Pemerintah Beralih ke Industri Dalam Negeri untuk Memodernisasi Sektor Pertahanan - Radar Militer

02 Mei 2020

Pemerintah Beralih ke Industri Dalam Negeri untuk Memodernisasi Sektor Pertahanan

radarmiliter.com - Pemerintah memiliki harapan besar bahwa produsen senjata lokal dapat meningkatkan kapasitas produksinya untuk memfasilitasi upayanya memodernisasi sistem pertahanan senjata utama Indonesia di tengah rencana yang tertunda untuk memperoleh senjata buatan asing sebagai akibat dari wabah COVID-19.
Memasuki fase ketiga dan terakhir dari program modernisasi jangka panjangnya tahun ini, Kementerian Pertahanan telah bergerak untuk meningkatkan peran para pemain domestik dalam mengembangkan industri pertahanan nasional, di tengah terus berlanjutnya pengurangan dalam pengeluaran pertahanan luar negeri.
Industri Pertahanan Dalam Negeri
Industri Pertahanan Dalam Negeri 
"Pengadaan untuk sistem pertahanan senjata kami akan fokus pada pengembangan industri lokal melalui transfer teknologi dengan [produsen] utama," Wakil Menteri Pertahanan Wahyu Sakti Trenggono mengatakan kepada The Jakarta Post baru-baru ini.
Sebagai bagian dari program utama Kementerian Pertahanan tahun ini, Wahyu mengatakan bahwa perusahaan milik negara di sektor pertahanan akan fokus pada produk perintis sebagaimana tercantum dalam roadmap pertahanan kementerian.
Dalam presentasi kepada komisi pertahanan Dewan Perwakilan Rakyat tahun lalu, Kementerian Pertahanan mengumumkan rencana investasi multi-miliar dolar dalam aset termasuk pesawat tempur dan angkut, tank, sistem pertahanan udara, dan kapal kombatan permukaan untuk mendukung fase terakhir program Minimum Essential Forces (MEF) TNI.

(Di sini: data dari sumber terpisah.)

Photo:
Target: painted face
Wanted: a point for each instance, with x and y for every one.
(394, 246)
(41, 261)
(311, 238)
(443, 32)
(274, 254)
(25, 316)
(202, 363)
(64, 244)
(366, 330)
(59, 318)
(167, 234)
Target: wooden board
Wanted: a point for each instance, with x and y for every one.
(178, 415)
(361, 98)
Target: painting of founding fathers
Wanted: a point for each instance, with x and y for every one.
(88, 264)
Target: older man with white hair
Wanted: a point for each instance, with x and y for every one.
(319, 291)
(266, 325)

Wahyu mengatakan PT PAL Indonesia akan mengembangkan kapal angkatan laut, sementara PT Dirgantara Indonesia (DI) membuat pesawat baling-baling dan helikopter dan PT Pindad memproduksi kendaraan tempur darat.
Kementerian Pertahanan adalah satu-satunya lembaga pemerintah yang menyimpan lebih dari Rp 100 triliun dana dari APBN 2020, setelah realokasi belanja negara untuk tanggapan COVID-19.

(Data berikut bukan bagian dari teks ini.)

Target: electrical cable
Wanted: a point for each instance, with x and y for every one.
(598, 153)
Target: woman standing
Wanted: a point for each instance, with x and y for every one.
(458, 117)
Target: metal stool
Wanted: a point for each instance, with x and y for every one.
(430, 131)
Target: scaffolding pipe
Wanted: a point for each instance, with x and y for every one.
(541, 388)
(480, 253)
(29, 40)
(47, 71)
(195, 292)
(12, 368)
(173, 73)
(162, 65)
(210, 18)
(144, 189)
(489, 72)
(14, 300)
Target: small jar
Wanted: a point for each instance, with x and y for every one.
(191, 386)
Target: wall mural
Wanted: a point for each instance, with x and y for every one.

Menurut Peraturan Presiden No. 54/2020, Kementerian Pertahanan masih memiliki bagian terbesar dari anggarannya dengan Rp 122,44 triliun (US $ 7,97 miliar), meskipun mengalami pemotongan hampir Rp 10 triliun.
Namun terlepas dari fokus pada pengeluaran pertahanan, Kementerian Pertahanan belum memperoleh perangkat keras militer dari asing sejak Prabowo Subianto mengambil alih kepemimpinan Kementerian Pertahanan tahun lalu.
Menteri Pertahanan Prabowo, telah melakukan perjalanan yang luas ke luar negeri tidak lama setelah mengambil alih jabatannya pada awal masa jabatan kedua Jokowi, kemungkinan untuk mensurvei pasar global untuk senjata.
Di antara tujuannya adalah Uni Emirat Arab, Tiongkok, Rusia, Turki, Korea Selatan, dan Prancis.
Tetapi timbulnya pandemi COVID-19 telah semakin mengurangi prospek akuisisi senjata tersebut, dengan para ahli mengatakan bahwa Indonesia akan membutuhkan pinjaman luar negeri yang besar untuk mendukung sisa dari upaya modernisasi.
PT DI, yang mengkhususkan diri dalam pembuatan pesawat terbang, sedang dalam proses mengembangkan rudal (missile) untuk melengkapi peluncur folding fin aerial rocket 70 milimeter, yang telah dipasang pada jet F-16 TNI-AU, kata presiden direktur PT DI Elfien Goentoro.
Rudal sedang dikembangkan oleh konsorsium yang dipimpin oleh perusahaan tersebut dan termasuk BUMN lainnya seperti PT Len Industri, PT Pindad, PT TRESS dan pembuat bahan peledak PT Dahana.
"Program ini berada di tahun kedua [...] tujuannya adalah untuk merancang beberapa sistem diantaranya seperti sistem kontrol penerbangan, hulu ledak dan mesin," kata Elfien kepada Jakarta Post.
Perusahaan ini juga mengembangkan wahana udara tak berawak (UAV) medium-altitude long-endurance yang dijuluki Elang Hitam melalui konsorsium lain yang melibatkan Kementerian Pertahanan dan Badan Pengkajian dan Penerapan Teknologi (BPPT).
UAV tempur tersebut diperkirakan akan memasuki produksi pada tahun 2024, meskipun Presiden Jokowi pada Februari meminta percepatan pengembangan ke 2022, yang akan meningkatkan biaya investasi menjadi Rp 1,1 triliun.
Tetapi Elfien mengatakan hal itu tidak mungkin untuk memenuhi target, mengingat bahwa banyak dari item anggaran yang ada, termasuk program-program PT DI sendiri, dialokasikan kembali untuk respon COVID-19.
Sementara itu, PT Pindad akan memodernisasi lini produksinya untuk meningkatkan kapasitas pembuatan amunisi menjadi 1 miliar putaran per tahun, naik dari 250 juta putaran saat ini per tahun, kata presiden direktur Abraham Mose.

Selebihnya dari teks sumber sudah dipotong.